Définitions

Il est difficile de définir l’œuvre art et j’aimerais ici abandonner quelques instants le masque académique afin d’aborder cette question d’une façon plus sensible. Car ce qui me pousse à réfléchir à nouveau à cette question, qui pourrait sembler inutile aux yeux de certains tant elle a produit des débats stériles qui semblent se neutraliser les uns les autres, c’est la montée en puissance d’un art financier et d’un art scolaire.

Dans les deux cas, tout est question de contexte relationnel. On aurait bien du mal à les définir de façon interne, par exemple en se fondant sur une analyse des formes, car le même objet dans un contexte différent prend un sens fort spécifique. Mais sans doute l’art scolaire a-t-il quelques caractéristiques : il s’agit d’un art conceptualiste (j’utilise ce terme pour le distinguer de l’art conceptuel comme courant historique) qui se fonde souvent sur une documentation historique et qui travaille des associations inattendues. Ainsi la rencontre contingente entre deux documents dans un contexte déterminé permet de produire un surévénement, nommé œuvre d’art, qui a pour objectif de rendre sensible cette voie inexplorée.

Or le sentiment qui nous saisit souvent en face de ce type de propositions est celui d’une vacuité et d’une réification du propos artistique. Car ce qui est pris pour un symptôme profond est souvent un effet de surface, ce qui veut se présenter comme une secousse sismographique warburgienne n’est le plus souvent qu’une obsession académique. Quant à la forme, elle est standard, elle adopte par défaut une esthétique sèche, en vue de laisser le propos pleinement se déployer dans une certaine déception, dans un certain manque. On semble se rassurer en ramenant le style au minimum d’expressivité.

Au-delà du fait que ce type d’œuvres semble s’adresser à des spécialistes (enseignants, étudiants, historiens, commissaires et critiques) et refermer le milieu de l’art sur lui-même, ce qui frappe est le manque de « style » et d’imagination. Ces deux mots peuvent sembler régressifs aux yeux de certains. Le premier semble désigner une relation entre la subjectivité de l’artiste et la forme de son inscription sur un support matériel. Le second relèverait d’un mysticisme artistique, disons même d’un pathos. Mais j’aimerais pour ma part souligner qu’ils sont tous les deux ce qui peut permettre d’approcher une œuvre d’art dans ce qu’elle a de spécifique si on la compare à un travail technique, publicitaire, théorique ou universitaire.

Le style, c’est-à-dire la relation organique entre un fond et une forme, ne relève pas nécessairement de la psychologie, mais de l’individuation : l’individu se met en tension préindividuelle pour rejouer ce qui l’individu, c’est-à-dire sa part d’anonymat.

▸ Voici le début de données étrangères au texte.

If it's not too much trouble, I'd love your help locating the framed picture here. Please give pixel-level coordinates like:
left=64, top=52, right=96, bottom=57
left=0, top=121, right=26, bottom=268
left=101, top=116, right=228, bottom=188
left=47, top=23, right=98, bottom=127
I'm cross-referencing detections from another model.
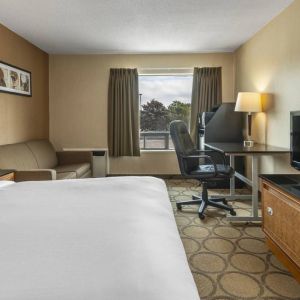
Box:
left=0, top=61, right=32, bottom=97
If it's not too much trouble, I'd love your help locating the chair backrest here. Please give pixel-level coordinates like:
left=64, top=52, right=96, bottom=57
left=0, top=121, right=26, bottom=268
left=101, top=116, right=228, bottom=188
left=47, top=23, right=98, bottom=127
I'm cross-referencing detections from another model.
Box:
left=170, top=120, right=199, bottom=175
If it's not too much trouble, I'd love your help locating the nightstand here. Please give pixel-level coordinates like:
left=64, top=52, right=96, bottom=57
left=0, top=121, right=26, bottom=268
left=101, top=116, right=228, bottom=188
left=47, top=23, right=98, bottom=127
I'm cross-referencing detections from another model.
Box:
left=0, top=170, right=15, bottom=181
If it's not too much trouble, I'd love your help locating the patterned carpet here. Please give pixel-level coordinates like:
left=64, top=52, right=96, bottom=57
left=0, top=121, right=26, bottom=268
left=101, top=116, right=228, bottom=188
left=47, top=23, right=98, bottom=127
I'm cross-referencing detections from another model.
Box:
left=166, top=179, right=300, bottom=300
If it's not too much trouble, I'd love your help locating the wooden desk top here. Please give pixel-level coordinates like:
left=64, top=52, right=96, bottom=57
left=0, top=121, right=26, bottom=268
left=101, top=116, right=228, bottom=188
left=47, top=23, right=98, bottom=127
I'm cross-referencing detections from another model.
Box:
left=204, top=143, right=290, bottom=155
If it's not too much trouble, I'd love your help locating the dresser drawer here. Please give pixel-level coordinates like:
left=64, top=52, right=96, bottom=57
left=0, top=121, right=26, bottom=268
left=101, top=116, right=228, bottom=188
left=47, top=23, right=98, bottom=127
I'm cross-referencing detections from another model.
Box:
left=262, top=183, right=300, bottom=266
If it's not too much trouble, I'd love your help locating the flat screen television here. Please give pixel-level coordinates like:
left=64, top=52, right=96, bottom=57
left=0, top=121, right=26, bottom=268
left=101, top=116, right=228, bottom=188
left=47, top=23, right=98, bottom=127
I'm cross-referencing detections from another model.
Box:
left=291, top=111, right=300, bottom=170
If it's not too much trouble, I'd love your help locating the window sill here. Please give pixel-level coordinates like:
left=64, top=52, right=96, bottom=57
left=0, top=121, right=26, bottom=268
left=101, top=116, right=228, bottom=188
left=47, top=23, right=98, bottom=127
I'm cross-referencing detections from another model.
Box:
left=141, top=149, right=175, bottom=153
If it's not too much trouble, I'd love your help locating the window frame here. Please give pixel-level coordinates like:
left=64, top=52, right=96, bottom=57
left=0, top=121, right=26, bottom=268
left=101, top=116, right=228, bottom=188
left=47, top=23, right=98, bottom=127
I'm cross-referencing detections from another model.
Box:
left=138, top=68, right=193, bottom=152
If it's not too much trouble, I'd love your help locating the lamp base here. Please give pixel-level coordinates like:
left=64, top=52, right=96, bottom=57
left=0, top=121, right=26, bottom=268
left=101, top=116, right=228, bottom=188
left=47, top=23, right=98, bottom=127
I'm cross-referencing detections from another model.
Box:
left=244, top=140, right=254, bottom=148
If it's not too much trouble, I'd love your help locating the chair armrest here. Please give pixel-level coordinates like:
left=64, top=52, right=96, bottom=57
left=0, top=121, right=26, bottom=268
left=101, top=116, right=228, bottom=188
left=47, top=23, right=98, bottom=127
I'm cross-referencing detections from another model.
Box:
left=180, top=154, right=218, bottom=177
left=195, top=149, right=226, bottom=165
left=15, top=169, right=56, bottom=182
left=56, top=151, right=92, bottom=165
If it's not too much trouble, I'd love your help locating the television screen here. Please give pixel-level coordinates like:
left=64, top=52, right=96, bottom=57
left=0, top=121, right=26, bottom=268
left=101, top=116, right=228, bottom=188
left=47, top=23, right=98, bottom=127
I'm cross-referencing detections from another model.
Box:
left=291, top=111, right=300, bottom=170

L’imagination est simplement la faculté d’invoquer des images et de les réaliser par inscription sur une surface matérielle. L’imagination permet de concevoir l’art comme une production spéculative sensible. Elle permet de distinguer l’activité artistique d’une pratique strictement documentaire, qui assemblerait des documents hétérogènes, et de la définir comme une pratique productive : produire ce qui N’EST PAS, plutôt que tenter d’explorer ce qui EST DÉJÀ. La vérité ne préexiste pas, elle est contemporaine de la production. Cette conception constructiviste correspond à l’épistémologie artistique : quand le cubisme apparaît, il ne dévoile pas ce qui existait, il produit de nouvelles conditions d’expérience. On pourrait penser que les sciences expérimentales construisent aussi leurs conditions, mais cette construction est à la limite de l’a priori de l’expérience construite. Elle vient troubler la volonté d’objectivité sans pour autant faire disparaître celle-ci. Dans le cas d’une oeuvre d’art, la vérité n’est ni universelle ni a priori. Elle est imaginaire ou simulacre pour utiliser la terminologie de Klossowski. Cette imagination se repose sur la part la plus anonyme et indéterminée de l’artiste. Elle n’est pas le produit d’une psychologie identitaire.